Google for Education認定トレーナー/コーチの笠原です。

まずは余談ですが軽井沢風越学園のプロジェクトの学びに関する本が発売になるようですね。

本書は、軽井沢風越学園がどのように探究の学びやプロジェクト学習をとらえ、どんなツールや仕組みで設計しているか、教師(風越学園ではスタッフ)はどんなことを考え、子どもたちはどのように受け取っているかを伝える試みです。

https://www.valuebooks.jp/bp/VS0058752706より。2024/02/23確認

自分はすぐに予約しました。予約のチャンスを逃すのは勿体ないですから興味のある方はぜひ!

※追記:完売してしまいましたね…。

さて、今日はそれに関連して探究の問いについて少し考えてみようと思います。

探究は問いが大切だと分かっているけど…

探究の学びにおいては「問い」が命だということは、様々なところで強調されているので、だいぶ世の中の共通認識になってきているように感じています。

そのため例えばQFT(質問づくり)のような方法もかなり多く実践されるようになってきました。

「問う」ということ自体が子どもたちの体験として、まだまだ少ないからこそ「問う」ということの経験を増やしていかなければいけない段階であると感じています。継続的に教科の中でも、探究の授業の中でも、「問う」ための訓練はこれからも必要になるでしょう。

ただ、「問う」訓練が出来てきても、その先がまた少しハードルがあるように感じます。

つまり、探究の学びを実践するための「問い」としてどのようなものがよいかということが、簡単にはつかめないということです。

探究のための二種類の問い

大雑把に捉えるならば、「探究の問い」と一言に言っても、二種類あると思っています。そして、その二種類を上手く分別しないと、子どもたちも先生も苦しくなると思うのです。

その二種類の問いとは「その人の価値観や思いに直結する生き方に関わる問い」と「目の前のアクションのための問い」の二種類のことです。

一般的な言い方をするならば、「リサーチクエスチョン」を探究では扱いましょうということになります。

つまり、素朴に思いついた「問い」や本当に強く思い入れのある「問い」は、どうしても抽象的で壮大になりがちで、どうすれば良いのかというところから学ぶ段階に取り組む問いとしては扱いにくいということです。だから、「目の前のアクション」をはっきりとさせるような問いへと、変形させていくことが大切になるのだろうと考えています。

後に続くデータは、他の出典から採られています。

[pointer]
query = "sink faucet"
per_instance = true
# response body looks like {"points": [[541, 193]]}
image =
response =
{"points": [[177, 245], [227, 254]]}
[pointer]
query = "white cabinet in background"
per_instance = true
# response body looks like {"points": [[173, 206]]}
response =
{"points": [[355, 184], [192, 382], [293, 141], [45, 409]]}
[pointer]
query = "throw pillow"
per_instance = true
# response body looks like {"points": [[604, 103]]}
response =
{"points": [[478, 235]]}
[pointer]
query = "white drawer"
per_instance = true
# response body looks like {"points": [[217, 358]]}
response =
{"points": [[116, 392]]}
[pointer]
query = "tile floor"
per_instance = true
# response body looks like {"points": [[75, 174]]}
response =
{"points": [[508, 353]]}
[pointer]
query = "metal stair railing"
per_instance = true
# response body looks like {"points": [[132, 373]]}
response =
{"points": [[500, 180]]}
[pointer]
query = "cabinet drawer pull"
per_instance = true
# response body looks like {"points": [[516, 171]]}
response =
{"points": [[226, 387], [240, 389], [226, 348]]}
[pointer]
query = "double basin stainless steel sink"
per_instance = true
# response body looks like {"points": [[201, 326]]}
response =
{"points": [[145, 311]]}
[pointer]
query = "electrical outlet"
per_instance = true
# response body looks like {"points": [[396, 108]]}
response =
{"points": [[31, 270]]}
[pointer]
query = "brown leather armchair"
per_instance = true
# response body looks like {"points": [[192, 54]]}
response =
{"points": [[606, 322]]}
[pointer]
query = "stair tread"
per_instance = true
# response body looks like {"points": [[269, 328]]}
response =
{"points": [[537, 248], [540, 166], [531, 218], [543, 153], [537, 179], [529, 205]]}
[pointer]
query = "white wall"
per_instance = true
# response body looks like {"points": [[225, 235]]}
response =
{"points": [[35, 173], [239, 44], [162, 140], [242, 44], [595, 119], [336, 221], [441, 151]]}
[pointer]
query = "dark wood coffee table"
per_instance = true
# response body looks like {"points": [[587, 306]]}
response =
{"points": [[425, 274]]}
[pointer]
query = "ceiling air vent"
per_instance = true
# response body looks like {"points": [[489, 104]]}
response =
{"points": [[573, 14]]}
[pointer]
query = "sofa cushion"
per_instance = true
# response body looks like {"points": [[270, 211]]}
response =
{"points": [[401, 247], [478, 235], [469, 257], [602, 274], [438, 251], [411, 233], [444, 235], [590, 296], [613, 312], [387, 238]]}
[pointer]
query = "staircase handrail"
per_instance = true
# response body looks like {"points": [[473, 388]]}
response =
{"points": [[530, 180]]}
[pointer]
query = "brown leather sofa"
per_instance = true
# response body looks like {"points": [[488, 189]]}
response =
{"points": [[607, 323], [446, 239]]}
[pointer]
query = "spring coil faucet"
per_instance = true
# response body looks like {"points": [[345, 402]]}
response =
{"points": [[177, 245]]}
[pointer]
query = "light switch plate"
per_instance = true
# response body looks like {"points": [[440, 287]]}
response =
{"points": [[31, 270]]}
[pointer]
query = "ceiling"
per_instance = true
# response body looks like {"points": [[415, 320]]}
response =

前者の「価値観や思い」に直結する問いを捨てなさいということではありません。そのような問いは、探究という手間のかかる学びを駆動するエネルギーになります。ただ、一方で自分のエネルギーを集中するための方向性を持つための問いとして、リサーチクエスチョンとなる問いをしっかりと作ることが大切になるのです。

問いの間を行ったり来たり

抽象的で壮大な問いに向き合い続けていると、割と早い段階でしんどくなります。子どもたちも先生たちも。アクションできないで固まってしまう時間は探究の時間においては結構つらいものです。

だからこそ、リサーチクエスチョンとしての問いを持ち、まずは手を動かしてみる、体験してみるということで、自分の取り組みたいことの感覚をつかむことが大切になります。

一方で、リサーチクエスチョンのようなものを矢継ぎ早に乱発してしまい、何だか作業ばかりしているというのも、探究としてはやや物足りなさを感じてしまうところです。また、おそらく自分が大切にしたかったことを見失ってしまうのだろうとも思います。

探究を進めていこうとするときに、二種類の問いのどちらも欠けてしまったらいけないのだろうと感じます。「価値観や思い」に関わる、自分の本当に大切にしたい問いと、目の前の課題に取り組むために立てた問いとの間を何度も往復することで、徐々に自分を探究に向けていくことができるのだろうと思います。

【総合的な探究の時間編】高等学校学習指導要領(平成30年告示)解説より

探究を説明するときに、この図は色々なところで引用されていますが、自分が思うに、一つ一つのサイクルを回すときに必要になる問いと、図で言うと右上の方へと自分を引き上げていくための大きな問いを、しっかりと区別しておくことが大切になるのでしょう。

この図のように探究のサイクルが何周も回るということは、まだあまり上手くいっていないように感じています。

それはもしかすると、問いの立て方が大きいものばかりで、リサーチクエスチョンにあたるものを上手く作れていないかもしれませんね。

自分を動かす大きな問いと、今すぐ取り組むべき問いを区別しながら、探究については考えられるとよいかもしれませんね。